Attila is the bass's opera, and Pertusi gave a fine reading of the 'dream' aria from Act 1, while Ezio's big scene from the start of Act 2 was gilded by bright, sharp trumpets in suitably martial vein.  There was a duet between Ezio and Attila advertised, but instead we went straight into Rigoletto, the Rigoletto/Sparafucile conversation from Act 1.ii, the courtiers' conspiratorial chorus from the same scene, just before they kidnap Gilda and, naturally, Rigoletto's great monologue.  Salsi's penchant for near-parlando effects was a little troubling here; it's not uncommon, but I like my Rigoletto's to sing their role, from start to finish, the music is powerful enough that it doesn't need any 'assistance' from vocal special effects.  That said, Salsi's heart was well and truly on his sleeve, and the second half was genuinely touching.

"Di Provenza" from La traviata was more nuanced than anything Salsi had previously sung, with finely shaped phrasing and elegantly marked dynamics, as well as delicate support from the orchestra, never allowing it to lapse into bathos.  Then the chorus delivered the two 'fancy-dress' choruses from the second scene of Act 2.  This, as well as in the first part of Rigoletto's monologue, was the clearest indication of the difficulties imposed by the new performance conditions, with the greatly increased physical distances between chorus members, and between the chorus and the conductor, now standing at the other end of the stalls, because the chorus clearly wanted to go a little faster than the tempo Ranzani was setting.  However, it was a fairly minor issue, on the whole.

Verdi's publisher Ricordi had been periodically suggesting to the composer that he revise Simon Boccanegra from around a decade after its 1857 premiere, without any success.  However, when he then proposed that Verdi collaborate with Arrigo Boito for a new opera - which would be Otello - the suggestion was that Verdi 'try out' the collaboration by working on Simon Boccanegra (Piave, the original librettist, having died in the interim).  Boito was all for rewriting the whole thing, which was more than Verdi was prepared to accept, and in the end much of Piave's libretto stands.  However, what was rewritten entirely was the end of the second act (which became the end of Act 1), and Boito's Council Scene was such an outstanding improvement that it established the revised Boccanegra as the definitive one.

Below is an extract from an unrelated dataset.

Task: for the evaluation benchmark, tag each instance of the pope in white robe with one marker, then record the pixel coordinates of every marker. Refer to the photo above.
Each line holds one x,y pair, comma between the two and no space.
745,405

I've never heard the 1857 version, and the two Simon/Fiesco duets presented here did not really seem to show much difference from the later version.  There's maybe something in the orchestra, which I couldn't pinpoint exactly, but the vocal lines are, I think, the same.  These brought out the best from both Salsi and Pertusi, a real dialogue, and in the Act 4 one, a true sense of pathos.  The one real difference was, preceding that final duet, a women's chorus - i presume a nuptial chorus for Amelia and Gabriele - ethereal and luminous.  

The Boccanegra selection ending on a very low-key note, and the audience so audibly pleased to have been able to assist at a concert in person, the 'missing' duet from Attila was produced as an encore, to end the evening on a bolder note.  the trumpets again leant a glittering military swagger to the blustering bravado of the two characters, and delivered with relish by the soloists for the greater pleasure of an appreciative public, both on site, and on screen.